Zusammengefasst: Es braucht Zeit und gute Menschen um uns herum, die für Information und Inspiration sorgen, wenn wir nicht selbst schon so gut vorbereitet sind. So oder so braucht man immer andere Menschen. Denn man kann gar nicht so gut vorbereitet sein, dass es einen nicht umhaut, wenn es soweit ist. Emotional kann man sich einfach nicht darauf vorbereiten, jemanden zu verlieren, den man liebt.
Liebe Anne, vielen Dank, ich fand den Austausch mit Dir sehr inspirierend und finde mich selbst an vielen Stellen wieder. Wie oft sage ich unseren KundInnen, sie mögen sich Zeit für ihre Entscheidungen lassen. Abdrücke zu nehmen ist eine schöne Möglichkeit, Erinnerungen zu schaffen – je eher man sie hat, desto besser. Vorbereitet zu sein oder das Zeitfenster des Abschieds dafür zu nutzen, ist hier besonders wichtig, weil man irgendwann einfach keine Abdrücke mehr nehmen kann. Aber sobald man sie hat, kommt es auf einen Tag oder eine Woche nicht mehr an – viel wichtiger ist dann, dass man sich für die Art Erinnerungsstück entscheidet, die sich gut und richtig anfühlt. Und dafür muss man sich Zeit nehmen.
Inspiration aus dem Bohana Blog
Ich habe für Euch noch ein bisschen auf dem Bohana-Blog gestöbert und möchte Euch noch einige wirklich schöne und hilfreiche Beiträge ans Herz legen:
Erinnerungen schaffen:
- Über Zigarettenrauch im Treppenhaus und die Kraft der Erinnerung
- Über die Kunst, Erinnerungen zu schaffen
- Ein Abschied, der durch die Trauer trägt – Warum die Beerdigung meiner Tochter eine schöne Erinnerung ist
Vorbereitet sein:
- Zwischen Suppe und Kartoffel spricht man nicht über den Tod
- Für das gute Gefühl, alles geregelt zu haben
- Nach mir die Sintflut
Abschied von Tieren nehmen:
- Begleitung und Abschied von Tieren individuell gestalten
- Trauerbegleitung – Wenn ein Tier stirbt
- Ein Nachruf auf ein Tier kann sehr tröstlich sein
Und wenn Ihr noch mehr darüber erfahren wollt, was man tun kann, um sich auf den Abschied vorzubereiten, lege ich Euch das Video-Interview mit Anne “Interview zum Thema Sterben und Tod – wie vorbereitet bist du?” ans Herz. Das gesamte Bohana-Blog ist eine Quelle der Inspiration für eine große Bandbreite an Themen, von der Familientrauerbegleitung über Trauer am Arbeitsplatz bis hin zur Bohana Playlist für Tage, an denen man sich einfach mal ausklinken muss.

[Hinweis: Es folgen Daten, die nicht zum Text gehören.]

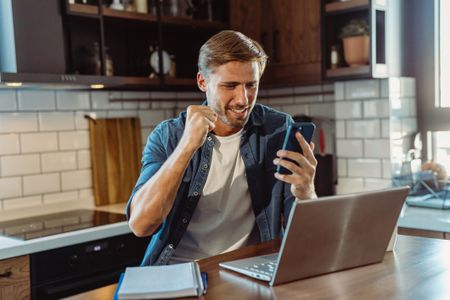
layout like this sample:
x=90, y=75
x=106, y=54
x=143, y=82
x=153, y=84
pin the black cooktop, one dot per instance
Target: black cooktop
x=50, y=224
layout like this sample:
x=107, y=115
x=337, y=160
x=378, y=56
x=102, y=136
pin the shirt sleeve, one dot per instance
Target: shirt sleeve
x=153, y=157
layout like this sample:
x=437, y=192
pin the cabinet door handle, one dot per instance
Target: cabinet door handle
x=275, y=36
x=264, y=40
x=5, y=274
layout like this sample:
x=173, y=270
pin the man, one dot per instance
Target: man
x=208, y=183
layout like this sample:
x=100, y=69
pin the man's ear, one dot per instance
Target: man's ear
x=201, y=82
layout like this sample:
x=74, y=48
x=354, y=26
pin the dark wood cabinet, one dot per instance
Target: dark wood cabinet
x=289, y=31
x=101, y=41
x=15, y=278
x=335, y=15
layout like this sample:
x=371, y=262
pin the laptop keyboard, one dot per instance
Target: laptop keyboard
x=265, y=268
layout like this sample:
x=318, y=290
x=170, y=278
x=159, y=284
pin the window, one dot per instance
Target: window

Wir sind auf jeden Fall sehr froh, Teil dieses Netzwerks zu sein, in dem viele Herzensmenschen zusammenkommen, die so ähnlich ticken wie wir: denen es darum geht, andere vor, während und nach dem Abschied von geliebten Menschen und Tieren gut zu begleiten. Wir freuen uns schon sehr auf die “Leben & Tod” Anfang Mai in Bremen, auf der wir hoffentlich viele von ihnen persönlich treffen und kennenlernen werden.